Configuration example:

databases:
  - name: app_db
    type: postgresql
    dsn: "postgresql://user:pass@localhost/app"
  - name: warehouse
    type: bigquery
    project: my-gcp-project
    dataset: analytics
  - name: search
    type: elasticsearch
    url: "http://localhost:9200"

The gateway translates MCP tool calls into the appropriate database protocol for each backend. You can apply column-level access controls and read-only modes per database.

MindsDB MCP

Repository: mindsdb/mcp Supported databases: PostgreSQL, MySQL, MongoDB, Snowflake, BigQuery

MindsDB’s MCP server provides federated query access — you can query across databases using a SQL-like interface. The primary advantage over a simple multi-database gateway is MindsDB’s built-in ML capabilities: you can join traditional database tables with ML model predictions in a single query.

For teams already using MindsDB for ML features, the MCP server is a natural extension. For teams that just want multi-database access, centralmind/gateway is simpler.
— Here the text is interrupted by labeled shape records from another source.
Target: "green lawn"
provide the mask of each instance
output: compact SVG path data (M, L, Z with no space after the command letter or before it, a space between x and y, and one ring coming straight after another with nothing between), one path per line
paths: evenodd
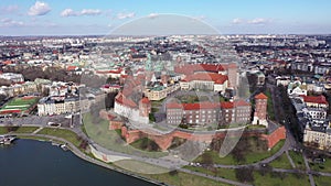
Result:
M287 155L285 153L281 154L279 157L277 157L271 163L269 163L269 165L273 166L274 168L285 168L285 169L291 169L292 168L292 166L291 166L291 164L290 164L290 162L287 158Z
M8 133L7 129L4 127L0 127L0 134Z
M20 127L14 133L32 133L34 132L38 127Z
M261 124L249 124L246 129L266 129L266 127Z
M289 155L296 164L296 168L306 169L302 154L300 152L289 151Z
M75 132L66 129L44 128L41 131L39 131L38 134L46 134L46 135L62 138L64 140L72 142L75 146L79 146L81 144L81 140L78 139L78 135Z
M223 165L237 165L237 164L252 164L265 160L276 152L278 152L281 146L284 145L285 140L279 141L270 151L258 151L258 150L250 150L249 152L245 153L245 162L237 162L232 154L220 157L218 153L215 151L206 151L204 153L210 154L213 158L215 164L223 164ZM200 155L194 162L202 162L202 156Z
M174 185L174 186L225 186L227 184L223 184L216 180L212 180L205 177L186 174L179 172L174 175L170 175L169 173L163 174L145 174L143 177L157 179L160 183L166 183L168 185Z
M124 139L114 130L109 130L109 122L107 120L102 120L97 124L93 123L92 116L86 113L84 117L84 130L87 135L99 145L128 154L140 154L150 157L160 157L167 155L164 152L147 152L128 145Z
M330 186L331 177L329 176L313 176L313 180L317 186Z
M1 110L7 109L21 109L22 111L28 110L31 106L38 102L38 98L24 99L24 98L13 98L7 102Z
M309 163L309 165L313 171L331 173L331 158L325 157L324 163Z
M160 151L159 145L148 138L139 139L130 145L142 151Z
M278 175L281 175L282 178ZM255 186L309 186L309 178L307 175L296 175L296 174L281 174L281 173L268 173L266 175L260 175L258 172L254 172L254 185Z
M38 127L12 127L13 133L32 133L38 129ZM0 134L8 133L7 127L0 127Z
M212 176L217 176L231 180L237 180L235 169L231 168L215 168L215 169L209 169L204 167L196 167L196 166L184 166L183 168L191 169L199 173L209 174Z
M265 94L266 94L266 96L268 97L268 100L267 100L267 112L268 112L268 117L269 117L271 120L275 120L275 111L274 111L274 103L273 103L271 92L270 92L270 90L267 90Z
Orchestration and Streaming

Databricks MCP

The Databricks MCP server supports SQL queries via the Databricks Statement Execution API. For data engineering teams using Databricks SQL Warehouses and Databricks Workflows, this gives AI assistants direct query access to your lakehouse.

Community-maintained as of early 2026. The Databricks CLI provides an alternative for some access patterns — see CLI vs MCP for AI Agents for the tradeoff analysis.

confluentinc/mcp-confluent

Repository: confluentinc/mcp-confluent Maintained by: Confluent (official)

The official Confluent MCP server exposes Kafka and Confluent Cloud through the MCP protocol. Capabilities include:

List topics and inspect schemas (Schema Registry integration)
Produce and consume messages for testing or debugging
Access Confluent Cloud REST APIs for cluster management

For streaming data engineering, this server opens up conversational debugging of Kafka pipelines. Instead of writing ad-hoc consumer scripts to inspect a topic, you ask the AI to sample messages and describe what it finds. Schema Registry integration means the AI can decode messages using the registered schema rather than seeing raw bytes.

Useful for: debugging pipelines where data isn’t arriving as expected, exploring topic contents during development, reviewing schema evolution before deploying changes.

Choosing a Starting Point

The prioritization depends on what you query most:

One primary warehouse (Snowflake or BigQuery): Use the official vendor server. Snowflake Labs for Snowflake, Google’s GenAI Toolbox for BigQuery. These have the best integration and active vendor maintenance.

Multiple databases: Start with centralmind/gateway. One server handles PostgreSQL, MySQL, BigQuery, and more. The configuration overhead is low; the operational overhead of running multiple servers is higher.

Streaming infrastructure: mcp-confluent if you’re on Confluent Cloud. For self-managed Kafka, a custom server built with the Python SDK is likely necessary — the MCP ecosystem for Kafka outside the Confluent ecosystem is thin.

dbt projects: The dbt MCP server adds lineage and documentation context. See dbt MCP Server Setup Hub.

Before building custom servers for any of these, check Custom MCP Server Decision Criteria — the ecosystem has grown fast, and an existing server may cover your use case.